Coal – not dead yet, the body is still twitching

I’m a big fan of Oxford Energy, they produce well-researched energy analysis.

Unfortunately, Oxford tends to be detail focused, not investment focused, and so there is usually a lot to wade through to tease out the effect on energy markets.

Before Christmas they published a looong piece on South East Asian coal – the main thrust being that there are plenty of countries still with plans to increase coal use:

energy demand in Southeast Asia has increased by over 150 per cent since 1990… While natural gas still dominates the electricity mix the shift to coal has accelerated
since 2010…

Gas-based capacity is well developed in gas-producing countries (Malaysia, Indonesia, Thailand). The role of gas in their power sector was predicated on a history of cheap domestic gas. However, in the three countries, rapid growth in power demand has led to gas shortages, pushing the countries to diversify their power mix away from gas and introduce coal to diversify and secure the power mix. Coal has also been introduced in hydro-dependent countries, such as Vietnam, to secure electricity supplies all around the year. Over the past five years, coal has been the fuel of choice for power generation: almost 25 GW of additional coal capacity was built during the period 2010–15…

The shift to coal observed since 2010 will continue in the short and medium term. At the beginning of 2016, there were about 29 GW of coal-fired capacity under construction, to be completed by around 2020, most of them in Vietnam (12.8 GW), Indonesia (6 GW), the Philippines (4.7 GW), and Malaysia (4.6 GW). In addition, in 2015, the Indonesian government announced a fast-track programme to rapidly expand Indonesian power capacity by adding 35 GW of capacity by 2019, of which 20 GW are to be coal fired

Key (unanswered) questions for Australian coal:

  • Will these SE Asian countries change plans to use higher quality coal to reduce emissions (Australian coal is generally better quality than Indian or Indonesian coal);
  • Will SE Asian countries skip to gas-fired plants to reduce emissions even further; or
  • Do the new power plants all get changed to renewables to help solve global warming (in a post-Trump “climate change is a Chinese hoax” world? Ha!)

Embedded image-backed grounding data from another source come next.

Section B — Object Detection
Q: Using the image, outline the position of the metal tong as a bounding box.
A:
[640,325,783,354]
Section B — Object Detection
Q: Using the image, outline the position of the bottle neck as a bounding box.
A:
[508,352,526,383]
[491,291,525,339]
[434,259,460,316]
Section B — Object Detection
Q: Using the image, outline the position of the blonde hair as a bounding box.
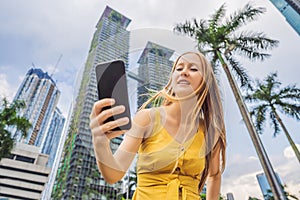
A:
[139,51,226,191]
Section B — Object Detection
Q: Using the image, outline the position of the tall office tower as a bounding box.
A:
[41,107,65,168]
[226,192,235,200]
[269,0,300,35]
[13,68,60,147]
[52,6,131,199]
[257,172,283,199]
[0,142,51,200]
[137,41,174,108]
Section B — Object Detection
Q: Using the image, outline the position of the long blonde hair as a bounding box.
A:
[140,51,226,191]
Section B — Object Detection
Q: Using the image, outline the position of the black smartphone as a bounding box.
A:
[95,60,131,131]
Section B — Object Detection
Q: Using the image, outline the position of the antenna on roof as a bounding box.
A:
[50,54,63,77]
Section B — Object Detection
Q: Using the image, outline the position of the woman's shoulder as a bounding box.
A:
[131,108,160,139]
[134,107,165,131]
[134,108,156,126]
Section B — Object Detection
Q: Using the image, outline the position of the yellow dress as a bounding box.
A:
[132,110,206,200]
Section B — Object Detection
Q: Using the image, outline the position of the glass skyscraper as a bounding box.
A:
[269,0,300,35]
[13,68,61,147]
[41,107,65,167]
[137,41,174,108]
[257,172,283,199]
[52,6,131,199]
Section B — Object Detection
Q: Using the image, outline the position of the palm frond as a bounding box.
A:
[278,85,300,101]
[174,18,207,38]
[225,3,266,33]
[235,31,279,51]
[173,20,196,37]
[208,3,227,31]
[276,101,300,120]
[225,56,251,88]
[250,104,268,134]
[235,46,271,61]
[211,53,220,75]
[230,32,278,61]
[270,109,281,136]
[245,89,263,102]
[265,72,281,89]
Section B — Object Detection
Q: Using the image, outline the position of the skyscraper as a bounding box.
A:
[257,172,284,199]
[137,41,174,108]
[226,192,235,200]
[52,6,131,199]
[41,107,65,168]
[13,68,60,147]
[269,0,300,35]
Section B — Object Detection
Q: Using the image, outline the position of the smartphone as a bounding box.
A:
[95,60,131,131]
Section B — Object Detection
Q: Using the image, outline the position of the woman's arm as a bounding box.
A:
[205,142,222,200]
[90,98,152,184]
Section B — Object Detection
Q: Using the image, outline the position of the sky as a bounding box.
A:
[0,0,299,199]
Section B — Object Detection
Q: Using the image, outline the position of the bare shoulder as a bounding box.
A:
[127,108,158,139]
[133,108,155,127]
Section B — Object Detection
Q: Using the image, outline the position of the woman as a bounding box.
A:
[90,52,226,200]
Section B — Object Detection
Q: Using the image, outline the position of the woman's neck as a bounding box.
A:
[165,97,198,123]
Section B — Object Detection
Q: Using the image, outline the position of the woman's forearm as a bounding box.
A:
[93,134,141,184]
[205,173,221,200]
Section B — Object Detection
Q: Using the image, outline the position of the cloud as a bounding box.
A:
[222,152,300,199]
[283,144,300,159]
[56,81,74,117]
[222,171,264,200]
[0,72,17,101]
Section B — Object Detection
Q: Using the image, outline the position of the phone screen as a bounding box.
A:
[95,60,131,131]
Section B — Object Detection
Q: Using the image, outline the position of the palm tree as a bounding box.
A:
[173,3,285,199]
[0,98,31,160]
[265,185,299,200]
[245,72,300,163]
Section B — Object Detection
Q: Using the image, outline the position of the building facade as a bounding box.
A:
[257,172,283,199]
[226,192,235,200]
[13,68,61,147]
[269,0,300,35]
[52,6,131,199]
[41,107,65,168]
[137,41,174,108]
[0,143,51,200]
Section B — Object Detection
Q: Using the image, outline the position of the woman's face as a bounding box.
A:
[171,53,204,97]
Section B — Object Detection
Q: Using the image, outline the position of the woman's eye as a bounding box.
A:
[191,68,198,71]
[176,68,183,71]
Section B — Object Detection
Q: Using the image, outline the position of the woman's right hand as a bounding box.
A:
[89,98,130,143]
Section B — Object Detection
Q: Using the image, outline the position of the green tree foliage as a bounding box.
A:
[0,98,31,160]
[245,72,300,163]
[174,2,278,88]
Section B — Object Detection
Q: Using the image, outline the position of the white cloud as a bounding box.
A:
[283,144,300,159]
[0,72,16,101]
[222,152,300,199]
[56,81,74,117]
[222,171,264,200]
[248,156,259,161]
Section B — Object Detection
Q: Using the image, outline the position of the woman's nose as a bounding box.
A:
[180,68,189,76]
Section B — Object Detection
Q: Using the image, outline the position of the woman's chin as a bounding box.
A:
[174,89,197,99]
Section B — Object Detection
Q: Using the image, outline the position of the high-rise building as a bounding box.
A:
[52,6,131,199]
[0,142,51,200]
[256,172,284,199]
[269,0,300,35]
[13,68,61,147]
[41,107,65,168]
[137,41,174,108]
[226,192,235,200]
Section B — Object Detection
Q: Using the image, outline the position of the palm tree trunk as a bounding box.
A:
[273,110,300,163]
[216,51,286,200]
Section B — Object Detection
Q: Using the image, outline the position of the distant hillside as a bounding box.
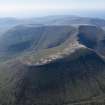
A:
[1,24,105,59]
[0,25,75,61]
[0,15,105,36]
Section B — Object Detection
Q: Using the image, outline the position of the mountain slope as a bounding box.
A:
[1,48,105,105]
[16,48,105,105]
[1,17,105,105]
[0,25,75,62]
[0,15,105,37]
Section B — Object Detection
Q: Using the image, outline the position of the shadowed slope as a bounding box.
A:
[0,48,104,105]
[78,25,105,56]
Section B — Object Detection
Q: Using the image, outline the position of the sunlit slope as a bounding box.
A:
[0,25,75,61]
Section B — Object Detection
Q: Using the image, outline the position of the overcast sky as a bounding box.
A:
[0,0,105,17]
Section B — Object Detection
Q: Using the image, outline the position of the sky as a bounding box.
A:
[0,0,105,18]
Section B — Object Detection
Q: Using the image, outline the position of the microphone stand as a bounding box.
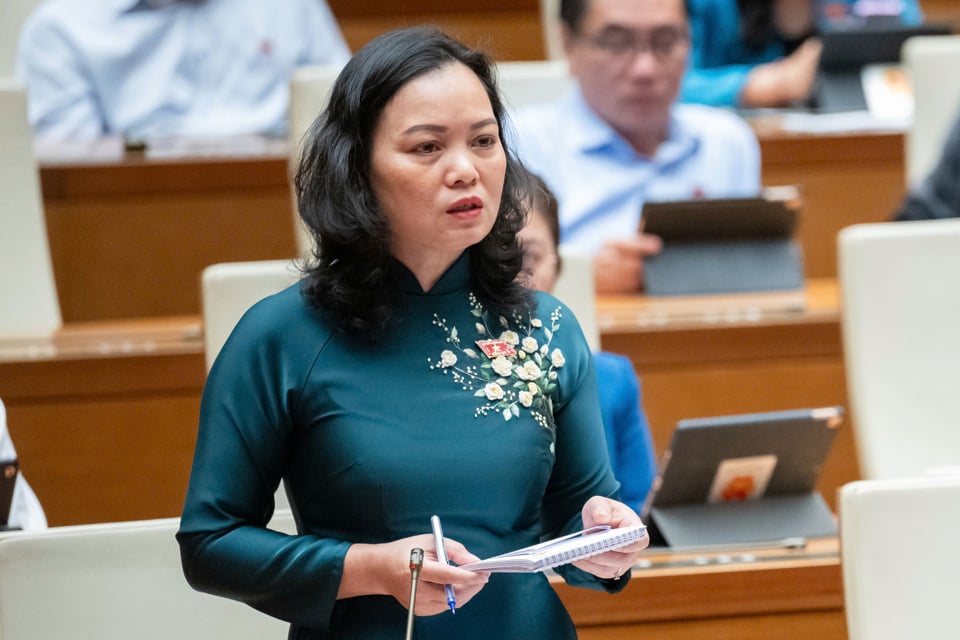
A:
[404,548,424,640]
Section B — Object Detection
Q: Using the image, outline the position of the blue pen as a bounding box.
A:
[430,514,457,614]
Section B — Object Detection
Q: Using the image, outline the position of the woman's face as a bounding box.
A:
[369,62,507,272]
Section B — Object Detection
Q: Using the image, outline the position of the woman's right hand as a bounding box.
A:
[338,533,491,615]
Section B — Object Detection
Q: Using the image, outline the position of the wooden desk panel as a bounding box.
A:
[328,0,545,61]
[40,145,298,323]
[758,129,905,279]
[1,281,857,525]
[0,317,206,526]
[554,538,846,638]
[38,128,904,322]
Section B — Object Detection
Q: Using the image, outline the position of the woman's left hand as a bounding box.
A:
[572,496,649,580]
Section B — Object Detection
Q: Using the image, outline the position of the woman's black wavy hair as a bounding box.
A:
[295,25,534,340]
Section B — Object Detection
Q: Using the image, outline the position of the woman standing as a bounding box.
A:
[177,25,645,639]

Main issue for coal exporters globally though is that SE Asian changes pale in comparison to the effect of China and India:

ice_screenshot_20170110-094940 … it is worth noting that even in a high scenario, the additional import demand from the region is far less than the amount added by China or India to the international steam coal market in the past few years: in a high scenario, Southeast Asian imports are expected to increase by 155 Mt over the next 15 years, while Chinese and Indian imports increased by 323 Mt in just five years, from 2008 to 2013. Therefore, at least in the short to medium term, on the demand side, the balance of the global coal market will continue to be determined by China and India

 

Key investment takeaways:

  • Lots of growth in coal-fired production still in SE Asia. Much of it is in low quality, high-polluting plants – which are still financially attractive.
  • Most of the growth is contrary to Paris Agreement. So, SE Asian countries will probably change plans to meet their obligations post-Trump we have don’t know what these countries will do. Probably build more low-quality plants for the next few years.
  • Not much happening in the way of nuclear power in the region.
  • Renewable power is growing fast, but costs are still too high for it to be the only source for new power (I’ll delve into this more at a later stage).
  • Effect is only going to be minor in the global picture, changes in coal use in China and India will drive the outlook for coal

 

Comments

  1. Coal will surprise to the upside.

    China consistently under reports coal consumption and over reports renewables investment. PR (not a pun). India will pursue development via coal as will the other smaller South East Asian countries. Expect an uptick in small scale solar and wind but nothing to write home about. Those megtropolises need serious energy.

    From an Australian perspective hopefully a switch to better quality Australian coal will emerge, Adani get the nod and so on. The rise of Donald Trump suggests much global angst around coal will disappear?

    • “China is targeting to curb the capacity of its coal mines by 300 million tonnes a year until 2020, even as the production and consumption of the fuel rises, the Financial Times wrote, citing the National Development and Reform Commission. The country is eyeing the production of 3.9 billion tonnes of coal in 2020, up from 3.75 billion tonnes in 2015.”

  2. What happens if

    Battery continues price slide
    City dwellers take up solar PV + battery and someone works out a business model to get all this small scale units interacting and selling surplus into the grid at night etc etc

    Add in RARA small scale units who could largely be off grid anyway.

    • it will have some effect, particularly in countries that have network constraints due to their geography e.g, large parts of SE Asia and may find decentralized generation can be competitive. Although elec market development is still a big hurdle to this.

      The report is rightly replete with disclaimers about predictions here -these plants have long lives so it is hard to commit to big projects like this without a long term safe environment for your money. Foreign capital may find it challenging with coal given the larger relative CAPEX to say an OCGT against international market risk.

      Not to say none will get built, but it will affect the tilt.